Do that across every flagged passage, then the score falls naturally without a single trick. That is the whole method in miniature: understand, rewrite from memory, cite, repeat.
Tools that help, then tools that hurt
A reference manager such as Zotero or Mendeley genuinely reduces accidental plagiarism, because it keeps every source attached to its citation from the moment you save it. You never lose track of where an idea came from, which is the root cause of most accidental copying in long projects. These tools are free, then worth the hour it takes to learn one before a dissertation rather than during it.
The tools that hurt are the ones that promise to lower your score without changing your understanding. Spinners, paraphrasing bots, then so-called humanisers rewrite sentences mechanically, which Turnitin’s 2026 model is specifically built to catch. Worse, they often introduce subtle errors into your meaning, so a passage that scanned fine becomes factually wrong. A marker reading nonsense dressed in fancy words spots it immediately. There is no shortcut that beats understanding your own sources, then writing about them in your own words. Every reliable method in this guide comes back to that single principle.
Check before you submit
Guessing your score is a gamble on the most important piece of work in your degree. Run a genuine Turnitin check on the finished draft, read the source breakdown, then fix the flagged passages while you still can. Our full walkthrough on how to
A realistic target
Do not chase zero. A dissertation at 0% similarity often means the reference list was excluded, or the work was barely engaging with existing research, which markers dislike. A healthy dissertation usually sits somewhere in the low to mid-teens once citations and the bibliography are counted. Focus on honest attribution plus original analysis. Get those right, the score takes care of itself.
FAQ section
What is an acceptable plagiarism percentage for a dissertation?
There is no fixed UK threshold, but low to mid-teens is common once citations and the reference list are counted. What matters is the source of each match. Properly cited quotes are fine, while uncited or closely paraphrased passages are the real risk regardless of the headline percentage.
How do I paraphrase without plagiarising?
Read the source, understand it, then close it and write the idea in your own words from memory.
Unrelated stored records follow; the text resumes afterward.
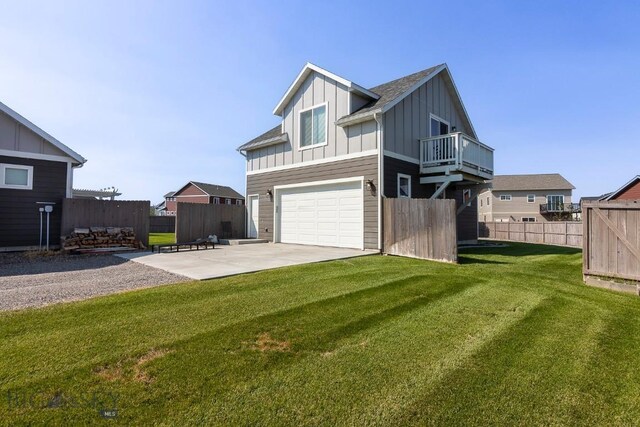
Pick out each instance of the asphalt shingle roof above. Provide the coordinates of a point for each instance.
(392, 90)
(387, 91)
(264, 139)
(216, 190)
(550, 181)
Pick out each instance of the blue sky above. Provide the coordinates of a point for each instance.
(155, 94)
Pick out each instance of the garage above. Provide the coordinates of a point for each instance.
(321, 214)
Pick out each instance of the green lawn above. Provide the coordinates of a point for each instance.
(509, 336)
(161, 238)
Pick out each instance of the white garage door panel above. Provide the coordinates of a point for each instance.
(325, 215)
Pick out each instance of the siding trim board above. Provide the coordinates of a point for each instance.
(314, 162)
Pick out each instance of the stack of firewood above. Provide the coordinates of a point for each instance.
(101, 237)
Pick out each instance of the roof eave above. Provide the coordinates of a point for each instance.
(265, 143)
(44, 135)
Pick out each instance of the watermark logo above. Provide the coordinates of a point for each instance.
(105, 403)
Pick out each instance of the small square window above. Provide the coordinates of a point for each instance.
(16, 177)
(404, 185)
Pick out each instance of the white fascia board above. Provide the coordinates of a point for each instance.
(36, 156)
(306, 70)
(464, 109)
(44, 135)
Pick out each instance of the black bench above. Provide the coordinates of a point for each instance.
(197, 244)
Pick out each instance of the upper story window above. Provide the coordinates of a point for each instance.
(17, 177)
(404, 185)
(313, 126)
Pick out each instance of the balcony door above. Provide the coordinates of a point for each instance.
(443, 148)
(555, 203)
(438, 126)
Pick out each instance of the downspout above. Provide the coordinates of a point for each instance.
(380, 126)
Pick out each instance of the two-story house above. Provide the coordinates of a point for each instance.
(528, 198)
(200, 192)
(319, 176)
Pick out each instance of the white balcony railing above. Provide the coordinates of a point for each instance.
(456, 152)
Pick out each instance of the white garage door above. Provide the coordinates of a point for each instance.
(323, 215)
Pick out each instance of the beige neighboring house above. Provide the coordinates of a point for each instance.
(528, 198)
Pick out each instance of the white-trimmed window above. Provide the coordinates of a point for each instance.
(404, 185)
(17, 177)
(313, 126)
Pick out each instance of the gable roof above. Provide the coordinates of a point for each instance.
(616, 193)
(394, 90)
(549, 181)
(213, 190)
(310, 68)
(383, 97)
(42, 134)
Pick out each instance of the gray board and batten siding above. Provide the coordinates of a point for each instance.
(317, 89)
(408, 121)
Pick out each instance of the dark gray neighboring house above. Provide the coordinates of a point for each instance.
(35, 169)
(320, 175)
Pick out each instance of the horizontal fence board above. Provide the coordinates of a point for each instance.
(561, 233)
(162, 224)
(200, 220)
(80, 213)
(420, 228)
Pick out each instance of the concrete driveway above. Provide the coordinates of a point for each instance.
(237, 259)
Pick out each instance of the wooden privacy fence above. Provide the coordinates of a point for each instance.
(199, 220)
(421, 228)
(562, 233)
(78, 213)
(612, 244)
(162, 224)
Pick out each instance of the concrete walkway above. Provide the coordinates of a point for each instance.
(230, 260)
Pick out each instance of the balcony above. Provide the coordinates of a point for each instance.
(456, 152)
(560, 208)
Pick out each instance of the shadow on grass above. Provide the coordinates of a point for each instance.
(469, 260)
(515, 249)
Reopen it only to check facts. Swapping synonyms while keeping the original sentence structure does not work and is detected easily, so genuine rewriting from understanding is the reliable method.
Does Turnitin count my reference list in the score?
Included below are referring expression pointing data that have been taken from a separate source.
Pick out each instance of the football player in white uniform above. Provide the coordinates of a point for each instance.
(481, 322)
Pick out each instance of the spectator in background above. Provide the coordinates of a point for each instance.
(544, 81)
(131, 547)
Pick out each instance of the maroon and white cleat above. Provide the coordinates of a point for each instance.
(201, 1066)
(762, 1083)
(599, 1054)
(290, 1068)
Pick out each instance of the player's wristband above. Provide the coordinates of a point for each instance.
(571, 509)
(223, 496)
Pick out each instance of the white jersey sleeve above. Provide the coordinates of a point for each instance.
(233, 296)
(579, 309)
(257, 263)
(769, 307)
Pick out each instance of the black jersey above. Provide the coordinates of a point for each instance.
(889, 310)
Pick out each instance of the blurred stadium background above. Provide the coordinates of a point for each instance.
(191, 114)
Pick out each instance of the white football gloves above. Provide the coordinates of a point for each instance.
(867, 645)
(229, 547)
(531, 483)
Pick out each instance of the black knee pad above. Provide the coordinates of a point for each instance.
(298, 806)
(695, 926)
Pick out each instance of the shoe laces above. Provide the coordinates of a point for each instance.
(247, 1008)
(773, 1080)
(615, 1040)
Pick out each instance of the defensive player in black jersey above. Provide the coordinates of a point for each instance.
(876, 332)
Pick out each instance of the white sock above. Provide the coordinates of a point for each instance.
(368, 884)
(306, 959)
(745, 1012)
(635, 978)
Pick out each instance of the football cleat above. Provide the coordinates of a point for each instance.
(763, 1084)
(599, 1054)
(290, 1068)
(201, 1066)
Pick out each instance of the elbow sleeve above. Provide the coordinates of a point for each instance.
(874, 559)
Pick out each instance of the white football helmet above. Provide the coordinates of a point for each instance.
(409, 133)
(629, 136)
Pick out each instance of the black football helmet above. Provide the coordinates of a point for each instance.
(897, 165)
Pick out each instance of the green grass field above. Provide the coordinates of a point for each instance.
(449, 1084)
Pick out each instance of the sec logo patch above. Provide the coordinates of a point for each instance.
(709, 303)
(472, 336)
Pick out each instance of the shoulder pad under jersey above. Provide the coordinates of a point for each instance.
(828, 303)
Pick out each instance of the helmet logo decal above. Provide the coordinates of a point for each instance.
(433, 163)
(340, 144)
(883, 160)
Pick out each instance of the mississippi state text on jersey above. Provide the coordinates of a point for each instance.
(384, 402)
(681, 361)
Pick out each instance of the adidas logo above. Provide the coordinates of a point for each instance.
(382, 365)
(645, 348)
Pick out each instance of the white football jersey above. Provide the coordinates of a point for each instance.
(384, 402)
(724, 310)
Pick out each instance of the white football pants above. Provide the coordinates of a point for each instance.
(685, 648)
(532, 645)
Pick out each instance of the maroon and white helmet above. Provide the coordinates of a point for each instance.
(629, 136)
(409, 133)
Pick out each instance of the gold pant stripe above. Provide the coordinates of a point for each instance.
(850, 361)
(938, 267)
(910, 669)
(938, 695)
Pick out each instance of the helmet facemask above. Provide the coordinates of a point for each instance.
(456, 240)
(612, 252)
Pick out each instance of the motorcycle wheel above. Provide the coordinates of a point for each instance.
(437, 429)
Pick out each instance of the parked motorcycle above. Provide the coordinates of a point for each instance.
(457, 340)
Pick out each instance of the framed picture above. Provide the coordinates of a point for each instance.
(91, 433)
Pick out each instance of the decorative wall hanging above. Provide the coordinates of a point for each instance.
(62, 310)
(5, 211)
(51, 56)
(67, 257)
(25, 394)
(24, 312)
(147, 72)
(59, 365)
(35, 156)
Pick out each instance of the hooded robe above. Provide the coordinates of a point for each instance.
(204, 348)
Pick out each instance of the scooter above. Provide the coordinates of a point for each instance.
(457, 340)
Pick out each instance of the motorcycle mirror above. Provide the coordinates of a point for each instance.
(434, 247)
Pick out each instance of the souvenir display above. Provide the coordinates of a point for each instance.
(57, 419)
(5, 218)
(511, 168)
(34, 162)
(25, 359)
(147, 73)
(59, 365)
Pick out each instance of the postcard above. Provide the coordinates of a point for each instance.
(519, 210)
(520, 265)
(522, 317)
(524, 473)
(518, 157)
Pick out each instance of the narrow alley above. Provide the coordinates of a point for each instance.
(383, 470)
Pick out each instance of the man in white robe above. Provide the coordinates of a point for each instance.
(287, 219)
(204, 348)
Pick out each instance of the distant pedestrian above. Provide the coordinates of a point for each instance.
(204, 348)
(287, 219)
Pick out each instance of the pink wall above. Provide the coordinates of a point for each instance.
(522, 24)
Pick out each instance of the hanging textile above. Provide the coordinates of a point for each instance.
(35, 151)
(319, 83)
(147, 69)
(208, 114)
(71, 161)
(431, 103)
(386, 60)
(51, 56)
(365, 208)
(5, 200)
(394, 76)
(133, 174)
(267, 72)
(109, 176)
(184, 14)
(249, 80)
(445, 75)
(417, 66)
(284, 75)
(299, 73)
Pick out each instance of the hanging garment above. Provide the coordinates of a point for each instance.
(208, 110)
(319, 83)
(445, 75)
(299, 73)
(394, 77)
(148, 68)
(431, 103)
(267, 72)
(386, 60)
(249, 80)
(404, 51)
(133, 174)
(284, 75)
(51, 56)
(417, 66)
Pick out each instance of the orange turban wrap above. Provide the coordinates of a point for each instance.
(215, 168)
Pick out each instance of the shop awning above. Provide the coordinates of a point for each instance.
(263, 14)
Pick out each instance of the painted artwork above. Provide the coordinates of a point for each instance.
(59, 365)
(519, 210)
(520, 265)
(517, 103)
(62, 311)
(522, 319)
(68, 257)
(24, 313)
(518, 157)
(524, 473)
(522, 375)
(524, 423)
It depends on the institution. Many exclude the bibliography automatically, but not all. If your reference list is inflating your score, ask your module tutor whether exclusions apply to your assignment before you start cutting genuine references.
Should I aim for a zero percent similarity score?
No. A zero score often signals an excluded reference list or weak engagement with existing research, which markers view negatively. Aim for honest attribution and strong original analysis instead, then accept the modest similarity that good academic writing naturally produces.